Автору тоже ничего не остается, как повторить жест Гаты, ибо стоит он, как витязь возле камня, и не знает, как быть. Следом за Саматом и Галимой пойти или рядом с Гатой остаться? Пошел бы следом за влюбленными — глава-то как-никак о Сыртлановых, — но стесняется, боится им помешать; Вернулся бы к своему так долго ходившему без присмотра герою, да жаль нарушать плавное течение повествования.
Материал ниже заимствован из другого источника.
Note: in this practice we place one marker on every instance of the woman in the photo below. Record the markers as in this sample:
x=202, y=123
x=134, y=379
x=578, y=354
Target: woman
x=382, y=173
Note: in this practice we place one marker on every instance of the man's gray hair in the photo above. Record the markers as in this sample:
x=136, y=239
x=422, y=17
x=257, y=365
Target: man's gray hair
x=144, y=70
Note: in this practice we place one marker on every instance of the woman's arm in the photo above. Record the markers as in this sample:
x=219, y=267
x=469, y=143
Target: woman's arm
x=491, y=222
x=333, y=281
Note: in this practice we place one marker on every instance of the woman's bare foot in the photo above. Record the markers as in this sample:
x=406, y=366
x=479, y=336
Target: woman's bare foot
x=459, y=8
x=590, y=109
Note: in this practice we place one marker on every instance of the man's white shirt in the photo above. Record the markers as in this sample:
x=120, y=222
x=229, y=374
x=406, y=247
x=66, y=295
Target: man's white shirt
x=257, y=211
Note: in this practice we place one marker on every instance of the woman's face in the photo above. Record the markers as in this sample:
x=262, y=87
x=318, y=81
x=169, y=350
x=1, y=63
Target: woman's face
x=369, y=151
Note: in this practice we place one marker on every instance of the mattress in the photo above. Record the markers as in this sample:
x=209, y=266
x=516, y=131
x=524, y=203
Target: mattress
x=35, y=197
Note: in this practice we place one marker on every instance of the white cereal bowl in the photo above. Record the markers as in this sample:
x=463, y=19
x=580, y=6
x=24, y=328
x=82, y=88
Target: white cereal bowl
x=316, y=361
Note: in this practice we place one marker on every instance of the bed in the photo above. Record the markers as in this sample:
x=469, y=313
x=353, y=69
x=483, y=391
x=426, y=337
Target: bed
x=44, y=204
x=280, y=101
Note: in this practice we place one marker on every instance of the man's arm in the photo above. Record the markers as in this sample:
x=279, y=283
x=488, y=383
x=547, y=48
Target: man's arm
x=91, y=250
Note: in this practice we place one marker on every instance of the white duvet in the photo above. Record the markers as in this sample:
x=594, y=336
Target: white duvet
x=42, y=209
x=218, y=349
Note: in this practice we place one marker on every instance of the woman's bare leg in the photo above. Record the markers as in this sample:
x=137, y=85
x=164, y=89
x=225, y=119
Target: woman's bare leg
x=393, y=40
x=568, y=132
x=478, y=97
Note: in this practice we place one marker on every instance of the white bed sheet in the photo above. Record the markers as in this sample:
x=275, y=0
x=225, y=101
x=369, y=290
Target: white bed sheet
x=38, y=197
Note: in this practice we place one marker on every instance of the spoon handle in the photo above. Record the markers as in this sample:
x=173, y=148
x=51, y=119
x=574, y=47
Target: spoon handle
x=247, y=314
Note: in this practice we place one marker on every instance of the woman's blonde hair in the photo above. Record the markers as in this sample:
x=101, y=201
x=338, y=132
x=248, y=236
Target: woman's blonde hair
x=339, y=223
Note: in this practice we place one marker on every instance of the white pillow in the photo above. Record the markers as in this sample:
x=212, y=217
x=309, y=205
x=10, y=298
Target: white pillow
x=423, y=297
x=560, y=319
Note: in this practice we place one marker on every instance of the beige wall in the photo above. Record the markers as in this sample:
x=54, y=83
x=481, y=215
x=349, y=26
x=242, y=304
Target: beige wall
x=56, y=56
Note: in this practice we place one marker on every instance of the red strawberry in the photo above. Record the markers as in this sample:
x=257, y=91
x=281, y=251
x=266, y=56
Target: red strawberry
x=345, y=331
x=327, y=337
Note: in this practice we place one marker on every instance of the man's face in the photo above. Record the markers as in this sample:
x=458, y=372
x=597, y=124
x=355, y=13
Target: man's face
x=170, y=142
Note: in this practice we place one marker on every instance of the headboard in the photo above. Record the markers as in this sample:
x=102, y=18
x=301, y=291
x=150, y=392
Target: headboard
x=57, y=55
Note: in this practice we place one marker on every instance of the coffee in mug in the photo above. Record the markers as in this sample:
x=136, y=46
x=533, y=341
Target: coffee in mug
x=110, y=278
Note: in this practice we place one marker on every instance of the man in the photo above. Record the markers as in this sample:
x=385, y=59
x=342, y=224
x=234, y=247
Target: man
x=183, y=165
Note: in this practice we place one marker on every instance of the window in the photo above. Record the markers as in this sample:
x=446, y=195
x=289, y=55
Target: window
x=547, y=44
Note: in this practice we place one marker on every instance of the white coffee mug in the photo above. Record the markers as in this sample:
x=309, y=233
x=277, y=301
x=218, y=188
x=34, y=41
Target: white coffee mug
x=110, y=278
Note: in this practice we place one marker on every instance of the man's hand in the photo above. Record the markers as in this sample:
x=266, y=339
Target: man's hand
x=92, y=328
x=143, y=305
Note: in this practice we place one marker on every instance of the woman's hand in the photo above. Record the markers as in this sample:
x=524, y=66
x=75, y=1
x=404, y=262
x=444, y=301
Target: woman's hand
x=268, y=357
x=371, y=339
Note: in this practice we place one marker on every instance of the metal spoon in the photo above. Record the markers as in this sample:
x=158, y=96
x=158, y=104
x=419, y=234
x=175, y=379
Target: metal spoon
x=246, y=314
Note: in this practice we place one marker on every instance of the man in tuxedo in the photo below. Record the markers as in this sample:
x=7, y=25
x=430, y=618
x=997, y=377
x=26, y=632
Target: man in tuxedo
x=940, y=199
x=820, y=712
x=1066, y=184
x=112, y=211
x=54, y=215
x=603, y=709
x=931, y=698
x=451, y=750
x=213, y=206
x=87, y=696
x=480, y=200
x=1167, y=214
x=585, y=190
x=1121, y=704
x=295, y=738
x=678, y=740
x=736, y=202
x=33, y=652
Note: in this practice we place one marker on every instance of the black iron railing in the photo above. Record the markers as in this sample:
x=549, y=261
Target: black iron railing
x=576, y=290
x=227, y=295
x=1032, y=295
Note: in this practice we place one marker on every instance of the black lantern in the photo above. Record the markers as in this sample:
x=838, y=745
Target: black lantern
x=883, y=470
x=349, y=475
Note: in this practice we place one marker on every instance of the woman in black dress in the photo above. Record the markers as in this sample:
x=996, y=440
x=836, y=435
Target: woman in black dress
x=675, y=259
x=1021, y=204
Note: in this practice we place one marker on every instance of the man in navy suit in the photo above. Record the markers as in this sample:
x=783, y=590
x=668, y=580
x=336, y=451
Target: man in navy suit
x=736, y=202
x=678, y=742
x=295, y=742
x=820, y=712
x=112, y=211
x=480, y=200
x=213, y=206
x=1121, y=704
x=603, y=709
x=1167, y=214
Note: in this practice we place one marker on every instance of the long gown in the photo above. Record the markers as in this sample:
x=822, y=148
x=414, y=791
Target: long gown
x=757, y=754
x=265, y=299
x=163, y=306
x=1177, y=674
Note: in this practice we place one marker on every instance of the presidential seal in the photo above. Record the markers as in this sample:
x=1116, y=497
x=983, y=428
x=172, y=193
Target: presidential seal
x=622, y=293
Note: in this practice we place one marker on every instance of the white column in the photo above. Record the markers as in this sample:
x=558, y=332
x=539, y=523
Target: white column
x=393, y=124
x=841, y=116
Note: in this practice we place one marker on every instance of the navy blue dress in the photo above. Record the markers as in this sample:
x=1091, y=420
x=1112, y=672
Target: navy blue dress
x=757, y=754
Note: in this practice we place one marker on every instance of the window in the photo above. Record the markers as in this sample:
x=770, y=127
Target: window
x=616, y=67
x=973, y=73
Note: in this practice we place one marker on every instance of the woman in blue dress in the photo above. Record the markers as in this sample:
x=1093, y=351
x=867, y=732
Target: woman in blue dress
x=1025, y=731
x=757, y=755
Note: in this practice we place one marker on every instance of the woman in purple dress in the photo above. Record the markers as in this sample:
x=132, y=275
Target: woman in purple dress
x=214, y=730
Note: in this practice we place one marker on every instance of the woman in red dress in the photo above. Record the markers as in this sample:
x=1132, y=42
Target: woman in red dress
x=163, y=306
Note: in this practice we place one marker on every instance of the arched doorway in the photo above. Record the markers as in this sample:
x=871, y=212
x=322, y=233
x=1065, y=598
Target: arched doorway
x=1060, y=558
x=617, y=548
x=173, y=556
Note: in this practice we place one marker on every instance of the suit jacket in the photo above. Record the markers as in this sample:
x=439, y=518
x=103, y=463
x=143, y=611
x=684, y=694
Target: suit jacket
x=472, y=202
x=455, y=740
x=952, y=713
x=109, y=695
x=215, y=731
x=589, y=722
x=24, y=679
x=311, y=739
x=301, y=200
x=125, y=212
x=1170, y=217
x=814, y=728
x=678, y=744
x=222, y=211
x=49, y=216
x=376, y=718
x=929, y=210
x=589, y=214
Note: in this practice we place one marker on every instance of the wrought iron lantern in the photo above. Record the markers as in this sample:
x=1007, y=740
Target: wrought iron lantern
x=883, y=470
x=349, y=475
Беда, беда…
Подумал, подумал автор и решил сразу за двумя зайцами погнаться. Хотя, конечно, друг-критик случая не упустит, опять начнет пилить.
Гата дочесал затылок и расхохотался. Взлетел на высокое крыльцо, из десяти ступенек и двух не коснувшись, распахнул дверь и ворвался в клуб.
— Ставь быструю пластинку! — сказал он мальчишке возле аппарата.
И только мальчик поставил пластинку, как подремывавшие возле стены парни вскинули головы и начали дергаться. Через каких-нибудь десять оборотов пластинки клуб уже весь дрожал.
Оттого грохот поднялся так быстро, что, во-первых, ко всем перешел задор Гаты, во-вторых, новая пластинка, которую Алтынгужин привез на днях из Уфы, оказалась не похожей на прежние пластинки композитора Бахтина. Мелодия вроде и его, но по шуму больше на магнитофон Гаты похожа. Значит, и Бахтин на месте не сидит, за старое не цепляется, а подчиняется запросам времени.
В эту минуту Гата от радости готов был обнять всю вселенную. Если не вселенную, так всю собравшуюся в клубе молодежь. Вот он, закинув назад голову, размахивая руками, то с одной девушкой кружится, то с другой. Даже то, что музыка не из его магнитофона, а ничем не хуже, не задевает его. В этот час от мучительного чувства ревности Гата был свободен. Одно жаль, не видит любимая его радости. Ни Танхылыу, ни девушек-доярок, ни Алтынгужина, распорядителя сегодняшнего вечера, в клубе не было. Как слышал Гата, на ферме какое-то собрание и все там.
Уже час пляшет Гата. Наверное, Самат с Галимой вдоволь наговорились, слова, какие хотели сказать друг другу, уже все высказали. Впрочем, разве такие слова кончаются? (Видать, автор уже заговариваться начал.) Если даже божьим промыслом две ночи кряду, без дня, придутся, все равно влюбленным времени не хватит, они даже не заметят ничего. Тепло ли, холодно ли, пусть хоть дождь льет, хоть камни с неба сыплются — им все нипочем. И Самат с Галимой на мороз бы не смотрели, так скоро не расстались, по мать Галимы строго-настрого наказала дочери долго не ходить.
Самат не хотел отпускать ее домой, просил, даже обидеться попробовал — не уговорил. Но уже возле ворот, то ли вину свою хоть как-то искупить хотела, то ли просто чувств своих не сдержала, Галима чмок! — и поцеловала его. Когда Самат пришел в себя, уже стукнула калитка и он стоял один.
Самат, чтоб сохранить тепло ее дыхания, прикрыл ладонью щеку — там, где она поцеловала, и пошел, куда несли ноги. Пройдет немного и, забыв, что он человек при должности, представитель местной власти, подпрыгнет, как мальчишка, пройдет немного и опять подпрыгнет. При этом руки со щеки не отпускает. И так распрыгался, что налетел на Гату.
— Ых-хым! — сказал Гата. — Когда выпить успел… Постой-ка, Самат. Ты… это… дай пять!
— А? Что? — спросил Самат. Сам он уже стоял, но душа еще прыгала.
— Дай, говорю, руку. На дружбу!
— На, — сказал Самат нерешительно. Чтобы протянуть руку, ему пришлось убрать ее со щеки. Но только убрал, как сразу вспомнил, что он — Сыртланов, а Гата — Урманбаев.